The book’s aim is to examine, in relation to both constitutional and substantive Community law, how the Court contributed to the forming of the EU’s legal framework as it stands today.’ Amull’s book must be viewed against the backdrop of the ongoing debate as to whether the Court’s approach to the interpretation of Community law represents unwanted and unwarranted judicial activism at the expense of the individual Member State’s sovereignty or a valuable contribution to the peaceful, stable and prosperous development of European Integration. After all, the very active and imperative role taken on by this judicial body, which is clearly based on international law, came as quite a surprise to the Member States. In addition, European Communities originally consisted only of civil law countries, which are traditionally unaccustomed to judges as law-makers. In view of the recent expansion of the Court’s powers under the Treaty of Amsterdam, this book comes at an ideal point in time. Arnull captures the most important developments until the entry into force of the Treaty of Amsterdam and hopefully creates the basis for a better understanding of developments to come.
The European Union and its Court of Justice is the author’s first book on this subject, but he has already written a number of articles on questions relating to the Court’s role.3 As Professor of European Law at the University of Birmingham, and a former legal secretary at the Court, Arnull is in an excellent position to contribute to a student’s better understanding of the stance taken by the Court on various important questions of constitutional and substantive Community law. Amull’s approach is to use the Court’s case law as the clear point of departure for the systematic analysis of various important substantive and constitutional questions of Community law. Through this explicit attention to the Court’s important role with regard to the evolution of Community law right from the outset, this book distinguishes itself from other treatises on European Law.

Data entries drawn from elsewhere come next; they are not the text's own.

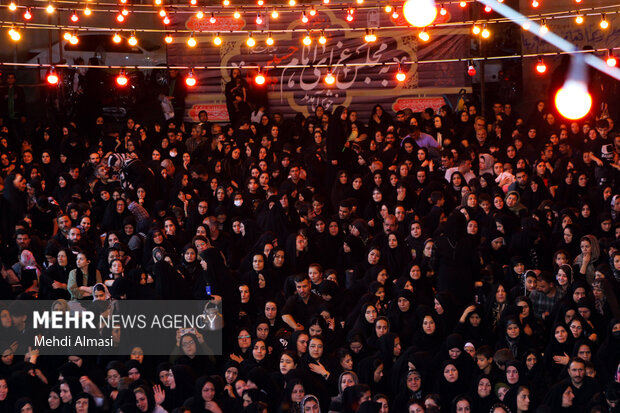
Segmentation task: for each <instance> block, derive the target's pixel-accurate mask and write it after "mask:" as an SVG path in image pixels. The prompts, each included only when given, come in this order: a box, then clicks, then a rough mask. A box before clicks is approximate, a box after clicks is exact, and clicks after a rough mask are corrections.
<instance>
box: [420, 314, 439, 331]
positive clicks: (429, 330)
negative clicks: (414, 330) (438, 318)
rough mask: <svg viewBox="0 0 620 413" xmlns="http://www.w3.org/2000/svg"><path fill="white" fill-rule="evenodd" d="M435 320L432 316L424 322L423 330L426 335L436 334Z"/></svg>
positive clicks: (422, 321) (422, 327)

The book is roughly divided into three parts entitled “Legal foundations,” “Substantive law,” and “The Court’s general approach.” The first part, which deals with constitutional issues of Community law, is preceded by a brief introduction to the Court’s creation, organization and working methods as well as remarks on the creation of the Court of First Instance (CFI) and the future of the Community judicature. Here, the author also gives a good overview of the current problems facing both the ECJ and the CFI with regard to their workload and new powers as well as the possible solutions envisaged to solve these problems. Next, Amull looks at the jurisdiction of the Court. He examines the interpretation the Court has given to the powers expressly conferred upon it by the EC Treaty, most notably in the area of enforcement actions against Member States, actions for annulment and preliminary rulings. Close attention is given to the problem of standing of private parties before the Court, where the author criticizes in particular the restrictive approach the CFI has taken towards the question of standing.6 He also inspects the enlarged scope of jurisdiction accorded to the Court by the Treaty of Amsterdam, claiming that it signifies that the Member States were not altogether dissatisfied with the way that the Court has handled its responsibilities so far.